Happy birthday to Buckminster Fuller, born July 12, 1895. He was a man of seemingly uninhibited uniqueness, to use a Jill Badonsky phrase.
He was known to talk for hours in what he called his "congenital comprehensivist's outpourings which, unchecked, often employ 300 word sentences." (Hayden Herrera, Listening to Stone; The Art and Life of Isamu Noguchi)
According to his friend, the artist and landscape architect Isamu Noguchi, Fuller thought "all our ills stemmed from an accumulation of bad habits and weighty possessions - and that the good things had to be distilled back to essences ... that's precisely what Bucky is after... what he's trying to do is nail down one fundamental truth." (Hayden Herrera, Listening to Stone; The Art and Life of Isamu Noguchi)
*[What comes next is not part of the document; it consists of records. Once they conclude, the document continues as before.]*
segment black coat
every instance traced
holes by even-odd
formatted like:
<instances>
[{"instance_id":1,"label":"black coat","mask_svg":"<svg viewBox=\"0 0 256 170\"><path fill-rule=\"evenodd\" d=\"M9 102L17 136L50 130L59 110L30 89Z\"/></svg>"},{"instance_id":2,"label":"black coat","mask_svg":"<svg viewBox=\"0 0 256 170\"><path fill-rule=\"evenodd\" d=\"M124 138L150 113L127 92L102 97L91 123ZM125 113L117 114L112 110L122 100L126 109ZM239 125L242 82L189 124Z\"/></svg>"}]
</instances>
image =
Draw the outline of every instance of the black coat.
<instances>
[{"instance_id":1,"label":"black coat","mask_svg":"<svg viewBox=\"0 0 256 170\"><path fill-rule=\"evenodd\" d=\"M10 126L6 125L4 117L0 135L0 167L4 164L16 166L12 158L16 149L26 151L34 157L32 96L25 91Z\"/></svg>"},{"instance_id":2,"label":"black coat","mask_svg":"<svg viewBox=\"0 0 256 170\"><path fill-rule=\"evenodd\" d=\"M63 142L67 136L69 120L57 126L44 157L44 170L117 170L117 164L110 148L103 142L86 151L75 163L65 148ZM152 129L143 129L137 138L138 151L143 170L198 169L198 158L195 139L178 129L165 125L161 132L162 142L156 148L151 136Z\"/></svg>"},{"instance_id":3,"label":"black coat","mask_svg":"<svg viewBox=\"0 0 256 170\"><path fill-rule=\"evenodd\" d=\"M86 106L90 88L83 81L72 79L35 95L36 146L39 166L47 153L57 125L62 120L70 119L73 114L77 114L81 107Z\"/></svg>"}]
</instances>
From 1915 until 1983, Fuller documented something going on in his life every fifteen minutes. "The result - later christened the Dymaxion Chronofile - was an enormous scrapbook that included correspondence, newspaper clippings, notes, and sketches and bills. By the end of his life, the file amounted to 270 linear feet of paper and is believed to be the most exhaustive record of one person's life." (Scrapbooks: An American History, Jessica Helfand)
My own "chronofile" (shown below) is a much less exhaustive record of 2020. Like the scrapbooks described by Jessica Helfand in her book Scrapbooks, my notebook is a "highly subjective, loopy compilation of personal matter." It brings me great joy to gather and paste into it articles and images that resonate with me. As Helfand says, "to keep a diary, journal, or scrapbook is one way to steel oneself against the inevitable tide of uncertainty that surges in the wake of any kind of tragedy."